You’ve never been sorry in your life, you inbred half-wit, Carnell thought and said: ‘Perhaps you could be more specific, Firstmaster Roatson?’
‘It could not have happened like that.’
It was a statement of fact, or rather it was a statement of opinion by a man who was too privileged to have to tell the difference. Carnell knew it was pointless to challenge such a person especially in present company but already he was bored.
This could have been a mildly interesting game if it weren’t for these small-minded fools and their limited desires. Where were the decadent, power-mad psychotics when you needed them?
Raising one eyebrow slightly, he smiled a small smile. ‘All evidence to the contrary,’ he suggested. He paused just long enough then went on, ‘It seems you have some intelligence which has obviously been denied to me.’
Several of the representatives of the other founding families and some of the rising stars of the business cartels sniggered openly.
The young aristocrat was not fazed. ‘The family,’ he said,
‘have been in robot development practically from the beginning, and I can tell you that there is no possibility of changing a Voc grade in the way you suggested. No one could do it, not with all the facilities of a fully equipped laboratory at their disposal, and certainly not on a moving storm mine using nothing more elaborate than a standard laserson probe.’
Carnell noted the casual reference to the tool which had been used on the subsystems of the robot brains. It was information so closely restricted that almost no one should have known about it. Certainly this man, a junior member of one of the twenty families, should not have been privy to it. Was it stupidity or simple arrogance, he wondered, which let young Firstmaster Roatson give away how much they already knew of what he was supposedly telling these people for the first time?
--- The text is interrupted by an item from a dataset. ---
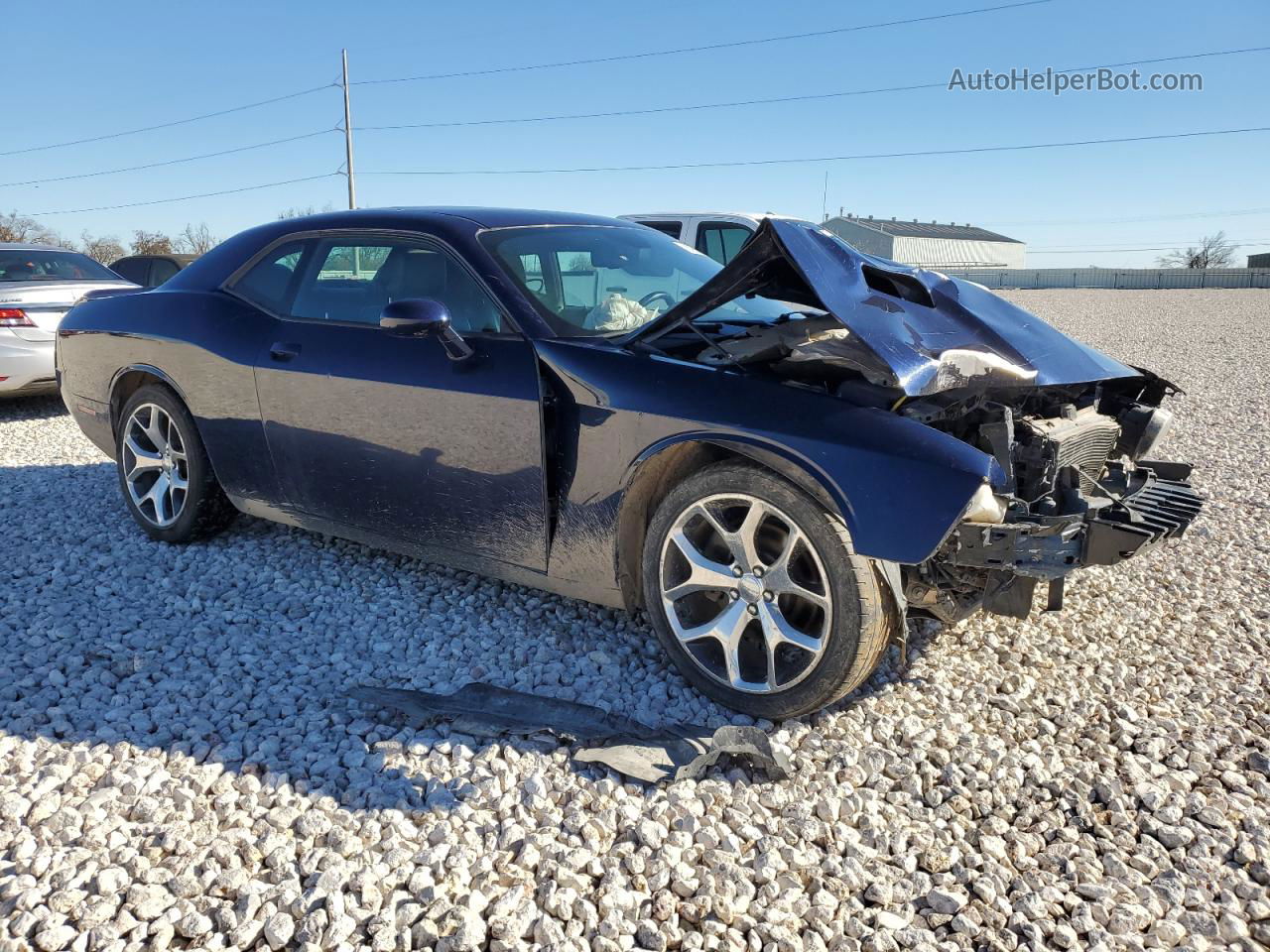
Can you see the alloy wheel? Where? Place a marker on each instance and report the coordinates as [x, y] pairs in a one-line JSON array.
[[746, 593], [155, 467]]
He was tempted to challenge him on it but this was no time for self-indulgence. ‘Normally I would agree with you,’ he said mildly. ‘But nothing about Taren Capel was normal, least of all his talent for robotics.’
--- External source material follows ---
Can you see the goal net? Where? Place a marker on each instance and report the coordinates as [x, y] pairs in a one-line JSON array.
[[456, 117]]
‘I don’t think Taren Capel ever existed,’ Roatson commented.
Carnell smiled. ‘If he didn’t exist then it would be necessary to invent him.’
‘That’s exactly it.’
‘Yes,’ Carnell agreed, still smiling, ‘it is.’
He dimmed the lights again and released the demonstration images. This time he took the lights down a little further than before and imperceptibly intensified and saturated the colours on the screen. He hoped to get them all to concentrate long enough for him to finish this largely irrelevant presentation.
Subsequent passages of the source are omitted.